Avertissement : Cette page est une traduction automatique de cette page à l'origine en anglais. Veuillez noter puisque les traductions sont générées par des machines, pas tous les traduction sera parfaite. Ce site Web et ses pages Web sont destinés à être lus en anglais. Toute traduction de ce site et de ses pages Web peut être imprécis et inexacte, en tout ou en partie. Cette traduction est fournie dans une pratique.

L'approche neuve permet à des agents pathogènes d'être morts de faim en bloquant les enzymes importantes

Les bactéries de plus en plus sont résistantes aux antibiotiques procurables. Une équipe des pharmaciens de l'université de Munich technique (VENTRE) présente maintenant une approche neuve : ils ont recensé les enzymes importantes dans le métabolisme des staphylocoques. Le blocage de ces enzymes d'une façon visée permettrait aux agents pathogènes d'être morts de faim.

Le « médicament a besoin d'armes neuves contre des bactéries, » dit prof. Stephan Sieber. « Beaucoup de bactéries sont déjà résistantes aux médicaments communs. Un objectif important de la recherche est ainsi de recenser les points neufs de crise. »

En même temps que le stagiaire Annabelle Hoegl de PhD et son équipe à la présidence de la chimie organique II à l'université de Munich technique, le chercheur a élaboré une procédure pour isoler et métaboliser les enzymes qui règlent le métabolisme. « Si nous pourrions bloquer ces enzymes, » Stephan Sieber explique l'objectif, « nous pourrait plus ou moins mourir de faim à l'extérieur les agents pathogènes. »

Staphylocoque comme bactérie modèle

La méthodologie neuve a été vérifiée sur le staphylocoque doré. La bactérie est répandue, avec du beaucoup du résistant aux antibiotiques de substance. Les staphylocoques comportent des milliers des protéines. Le « isolement des enzymes avec les propriétés spécifiques de cette meule de foin, le recensement de elles et vérifier leur fonctionnement ont présenté un vrai défi, » indique Sieber.

Les enzymes visées par l'équipe de recherche emploient la vitamine B6 pour accélérer des réactions chimiques dans la cellule. Une composante essentielle de vitamine B6 est phosphate de pyridoxal, ou PLP. Sans enzymes PLP-dépendantes, le métabolisme des bactéries viendrait à un arrêt, mourant de faim les micros-organismes à la mort.

Dépister des enzymes avec des bornes

L'équipe avait l'habitude un phosphate chimiquement modifié de pyridoxal pour trouver de telles enzymes PLP-dépendantes. Les molécules marquées ont été ajoutées à une solution d'éléments nutritifs dans laquelle les bactéries de staphylocoque doré prolifèrent.

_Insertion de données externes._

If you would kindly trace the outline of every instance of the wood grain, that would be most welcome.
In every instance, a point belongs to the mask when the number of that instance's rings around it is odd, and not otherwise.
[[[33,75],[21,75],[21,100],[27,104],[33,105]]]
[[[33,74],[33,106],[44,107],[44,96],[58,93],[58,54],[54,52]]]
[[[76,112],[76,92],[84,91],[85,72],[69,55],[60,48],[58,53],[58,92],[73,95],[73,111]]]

Puisque la solution n'a contenu aucun PLP naturel, les enzymes PLP-dépendantes ont comporté les bornes, au moyen de eux pour le métabolisme. Les pharmaciens ont alors rompu les bactéries utilisant l'ultrason et ont pêché à l'extérieur les enzymes transportant les bornes.

Opportunités pour les antibiotiques neufs

Le principe de la pêche moléculaire, ou la « protéine profilant, » car elle est appelée, n'est pas complet neuf. Mais, les scientifiques de VENTRE sont les premiers pour utiliser cette méthodologie pour vérifier les enzymes PLP-dépendantes.

« Nous pouvions expliquer que la méthode est très efficace, » met l'accent sur Sieber. « Beaucoup d'enzymes physiologique importantes dans le staphylocoque dépendent du phosphate de pyridoxal. Nous avons isolé 73% de ces enzymes, les avons analysées utilisant la spectrométrie de masse et les avons recensées. »

De plus, l'équipe a découvert les enzymes PLP-dépendantes précédemment inconnues et a déchiffré leurs fonctionnements. « En conséquence nous avons découvert un trésor inexploité dans notre recherche des objectifs antibiotiques neufs, » dit le pharmacien.

Cette analyse peut maintenant être employée pour développer les agents actifs neufs contre des bactéries. Dans la prochaine opération, les chercheurs espèrent vérifier les fonctionnements des enzymes plus en détail et déterminer comment le métabolisme des bactéries peut être bloqué d'une façon visée sans endommager les cellules humaines en bonne santé.